I broke down my investor targeting by creating lists of different types of funds that typically invested in pre-seed and seed-stage companies. We ended up having 28 funds on the pre-seed/seed list, and 72 angel investors whom we felt might be interested in Realtime. I had about 40 connectors helping to make introductions to potential investors. With so many moving parts involved, a key part of our process was tracking our progress with all the people we were contacting. I tracked things like meetings, pending introductions, successful introductions and connections, follow-ups, why a VC passed on us, who we were waiting to hear back from, and more. I also took careful notes after meetings to have context for later analysis and improve our pitch.
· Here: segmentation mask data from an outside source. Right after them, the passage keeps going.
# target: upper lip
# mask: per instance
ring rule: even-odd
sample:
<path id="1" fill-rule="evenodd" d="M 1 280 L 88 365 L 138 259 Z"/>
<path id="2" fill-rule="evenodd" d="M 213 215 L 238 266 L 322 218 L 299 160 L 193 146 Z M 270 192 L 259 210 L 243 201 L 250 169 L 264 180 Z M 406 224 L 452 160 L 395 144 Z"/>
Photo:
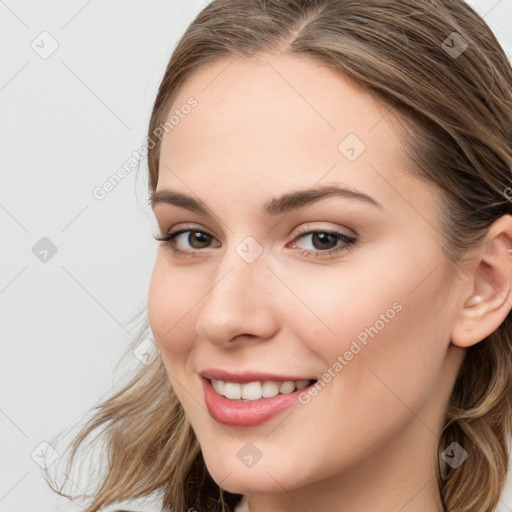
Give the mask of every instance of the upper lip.
<path id="1" fill-rule="evenodd" d="M 222 380 L 224 382 L 238 382 L 240 384 L 246 382 L 264 382 L 274 380 L 285 382 L 289 380 L 316 380 L 314 377 L 304 377 L 298 375 L 277 375 L 276 373 L 245 371 L 234 373 L 221 368 L 206 368 L 199 372 L 199 375 L 205 379 Z"/>

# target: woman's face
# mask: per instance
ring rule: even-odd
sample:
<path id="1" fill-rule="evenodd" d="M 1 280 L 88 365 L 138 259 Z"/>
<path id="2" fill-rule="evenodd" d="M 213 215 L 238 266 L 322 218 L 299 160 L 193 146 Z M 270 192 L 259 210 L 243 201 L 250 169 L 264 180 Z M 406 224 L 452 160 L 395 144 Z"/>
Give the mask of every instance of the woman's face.
<path id="1" fill-rule="evenodd" d="M 460 287 L 392 112 L 280 55 L 201 68 L 173 113 L 153 208 L 184 252 L 160 243 L 148 312 L 213 478 L 238 493 L 427 484 L 463 356 Z"/>

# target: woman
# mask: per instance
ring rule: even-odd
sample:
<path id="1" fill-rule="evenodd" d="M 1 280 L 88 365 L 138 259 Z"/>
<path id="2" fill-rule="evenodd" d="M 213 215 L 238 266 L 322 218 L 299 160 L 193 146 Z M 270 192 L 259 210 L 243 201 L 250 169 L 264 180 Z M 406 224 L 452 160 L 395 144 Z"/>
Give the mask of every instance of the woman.
<path id="1" fill-rule="evenodd" d="M 161 357 L 74 441 L 108 448 L 86 510 L 495 510 L 511 91 L 462 0 L 205 7 L 148 132 Z"/>

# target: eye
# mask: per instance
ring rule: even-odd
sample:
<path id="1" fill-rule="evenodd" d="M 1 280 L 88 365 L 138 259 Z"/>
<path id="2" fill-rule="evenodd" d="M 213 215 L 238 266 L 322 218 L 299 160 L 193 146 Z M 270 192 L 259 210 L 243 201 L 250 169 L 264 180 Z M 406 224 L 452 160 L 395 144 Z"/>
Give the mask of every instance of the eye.
<path id="1" fill-rule="evenodd" d="M 307 257 L 328 257 L 342 251 L 347 251 L 351 245 L 357 242 L 355 237 L 339 231 L 326 229 L 307 230 L 307 228 L 300 228 L 298 231 L 299 234 L 294 238 L 292 247 L 295 248 L 297 246 L 298 240 L 308 240 L 309 238 L 309 244 L 305 245 L 309 245 L 312 248 L 301 250 L 301 255 Z M 204 249 L 209 248 L 212 241 L 216 240 L 210 233 L 190 227 L 155 235 L 154 238 L 164 242 L 165 245 L 172 249 L 173 254 L 179 257 L 194 256 L 204 252 Z M 187 244 L 192 248 L 187 248 Z M 215 247 L 220 246 L 221 244 L 217 241 Z"/>
<path id="2" fill-rule="evenodd" d="M 301 251 L 302 256 L 307 257 L 324 257 L 332 256 L 333 254 L 347 251 L 352 245 L 356 244 L 357 239 L 353 236 L 346 235 L 340 231 L 316 229 L 308 230 L 307 228 L 299 229 L 299 236 L 296 240 L 308 240 L 309 247 Z M 297 242 L 294 242 L 294 247 Z"/>
<path id="3" fill-rule="evenodd" d="M 155 240 L 164 242 L 168 245 L 176 256 L 193 256 L 201 252 L 202 249 L 208 247 L 212 240 L 215 240 L 213 235 L 199 229 L 178 229 L 170 231 L 169 233 L 159 234 L 154 236 Z M 192 249 L 181 249 L 178 247 L 180 244 L 190 244 Z M 217 246 L 220 247 L 220 244 Z"/>

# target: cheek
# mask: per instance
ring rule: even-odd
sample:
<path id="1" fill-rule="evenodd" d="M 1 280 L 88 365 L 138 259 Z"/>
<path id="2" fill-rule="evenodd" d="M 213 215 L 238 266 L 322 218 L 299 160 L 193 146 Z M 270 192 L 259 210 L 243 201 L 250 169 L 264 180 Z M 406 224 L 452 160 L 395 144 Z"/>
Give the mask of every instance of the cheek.
<path id="1" fill-rule="evenodd" d="M 157 256 L 148 292 L 148 320 L 155 342 L 163 356 L 180 355 L 188 350 L 193 307 L 200 298 L 194 283 L 179 270 L 169 268 Z"/>
<path id="2" fill-rule="evenodd" d="M 441 265 L 431 273 L 435 264 L 415 261 L 295 281 L 297 308 L 311 313 L 295 314 L 294 332 L 322 361 L 332 392 L 379 408 L 376 397 L 392 400 L 391 390 L 416 403 L 435 387 L 449 344 L 448 280 Z"/>
<path id="3" fill-rule="evenodd" d="M 396 276 L 395 283 L 386 283 L 385 275 L 380 275 L 380 281 L 378 277 L 344 269 L 316 277 L 295 276 L 293 281 L 290 276 L 290 287 L 300 298 L 288 299 L 295 304 L 295 311 L 288 313 L 295 319 L 295 334 L 326 364 L 350 350 L 352 342 L 369 346 L 370 340 L 385 336 L 389 325 L 401 322 L 405 293 L 397 286 Z"/>
<path id="4" fill-rule="evenodd" d="M 148 291 L 148 320 L 174 392 L 188 412 L 197 405 L 190 400 L 191 384 L 185 376 L 192 350 L 192 308 L 199 299 L 194 289 L 190 279 L 184 279 L 182 272 L 170 268 L 164 257 L 157 256 Z M 199 392 L 194 390 L 196 395 Z"/>

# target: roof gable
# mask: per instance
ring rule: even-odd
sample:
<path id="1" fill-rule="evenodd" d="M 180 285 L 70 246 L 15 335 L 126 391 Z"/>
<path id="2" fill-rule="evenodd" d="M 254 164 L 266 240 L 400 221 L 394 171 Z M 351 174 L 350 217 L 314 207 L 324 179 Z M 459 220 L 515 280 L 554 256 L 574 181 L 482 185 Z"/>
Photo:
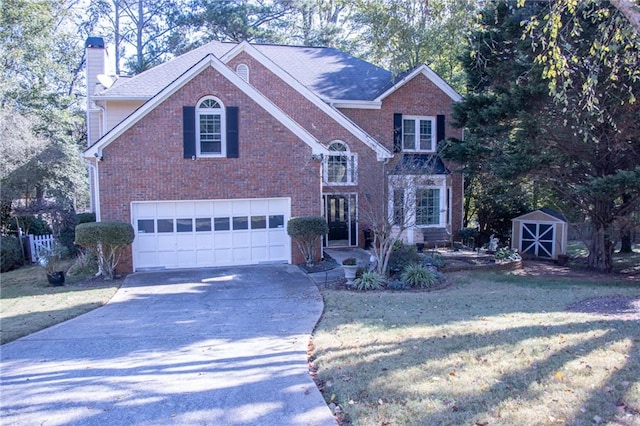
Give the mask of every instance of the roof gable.
<path id="1" fill-rule="evenodd" d="M 352 135 L 358 138 L 360 141 L 365 143 L 371 149 L 376 152 L 376 156 L 378 160 L 384 160 L 387 158 L 393 157 L 393 154 L 385 148 L 381 143 L 375 140 L 371 135 L 365 132 L 360 126 L 354 123 L 351 119 L 349 119 L 342 112 L 337 110 L 331 105 L 328 105 L 324 100 L 322 100 L 316 93 L 307 88 L 304 84 L 298 81 L 296 78 L 291 76 L 286 70 L 282 67 L 278 66 L 274 63 L 271 58 L 267 57 L 265 54 L 256 49 L 253 45 L 244 41 L 238 44 L 236 47 L 227 52 L 222 58 L 222 61 L 229 62 L 231 59 L 236 57 L 241 52 L 244 52 L 250 55 L 252 58 L 257 60 L 260 64 L 266 67 L 269 71 L 278 76 L 282 81 L 290 85 L 293 89 L 295 89 L 298 93 L 304 96 L 308 101 L 310 101 L 313 105 L 315 105 L 322 112 L 327 114 L 333 120 L 335 120 L 338 124 L 344 127 L 347 131 L 349 131 Z"/>
<path id="2" fill-rule="evenodd" d="M 140 108 L 134 111 L 126 119 L 120 122 L 117 126 L 111 129 L 107 134 L 100 138 L 95 144 L 87 148 L 83 156 L 87 158 L 101 157 L 102 149 L 108 146 L 116 138 L 121 136 L 125 131 L 131 128 L 139 120 L 141 120 L 147 113 L 157 107 L 160 103 L 169 98 L 173 93 L 191 81 L 196 75 L 201 73 L 207 67 L 212 67 L 223 77 L 229 80 L 232 84 L 238 87 L 242 92 L 248 95 L 254 102 L 263 107 L 273 117 L 280 121 L 285 127 L 287 127 L 292 133 L 309 145 L 313 154 L 328 154 L 327 149 L 318 142 L 318 140 L 311 135 L 306 129 L 295 122 L 291 117 L 285 114 L 280 108 L 278 108 L 273 102 L 262 95 L 253 86 L 244 81 L 235 72 L 230 70 L 225 64 L 223 64 L 213 54 L 207 54 L 195 65 L 191 66 L 178 78 L 173 80 L 171 84 L 164 87 L 159 93 L 145 102 Z"/>
<path id="3" fill-rule="evenodd" d="M 548 207 L 542 207 L 540 209 L 525 213 L 511 220 L 512 221 L 539 220 L 539 219 L 536 219 L 535 216 L 540 216 L 540 215 L 547 217 L 550 222 L 567 222 L 567 218 L 564 217 L 562 213 L 559 213 Z"/>
<path id="4" fill-rule="evenodd" d="M 447 96 L 454 102 L 462 100 L 462 96 L 455 91 L 446 81 L 444 81 L 438 74 L 436 74 L 426 64 L 418 65 L 412 70 L 406 71 L 400 75 L 391 83 L 384 87 L 381 93 L 374 99 L 376 102 L 382 102 L 387 96 L 391 95 L 402 86 L 413 80 L 417 75 L 422 74 L 427 77 L 438 89 L 442 90 Z"/>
DocSend Startup Index Note:

Realtime's strategy reflects what our data on Seed-round fundraising has shown: simply contacting more investors and having more meetings doesn't necessarily equal more funding. Founders should pitch smarter, not harder, and make sure to target investors they might "vibe" with.


Although the vibe meter I created leaned mostly toward the quantitative side of things, it also took qualitative aspects of investor “fit” into account. For instance, if I knew that a given firm wrote $3 million checks and occasionally up to $7 million checks, I could give five stars for a personality fit but only three stars for potential investment size. The vibe meter measured a mixture of how I felt we interacted during our meetings as well as how an investor might fit with our overall fundraising goals.

The Challenges: Being a Black Founder and Staying True To My Vision

Many of the challenges I faced during my raise had to do with me being a Black founder in the Silicon Valley startup ecosystem. I had to balance how people perceived me, how I thought they perceived me, and advice from Black people currently in the ecosystem on what might be possible for me. I came in as a twenty-something dropout trying to build a social network with no revenue. An initial reaction I faced was, “Woah; you can’t raise anything!” I’d hear things like raising $1million was too much, or our valuation was too high. I heard feedback like this from both sides to an extent, Black and everybody else.

There was also the simple fact that people hadn’t seen a story like mine before. When Michael Jordan left UNC early, people didn’t know whether he’d deliver on his promise, either! I already had tastes and opinions on product and execution, and I had proven I could follow through on an idea. But now, I had to learn how to execute within a plan that I didn’t fully control. I had to take in all inputs of what I think people think about me, what Black people in the ecosystem think I can do, and what others think I can do. I learned how to take in all this external feedback while still remaining true to my own vision and sense of taste. I think this was the biggest challenge for me.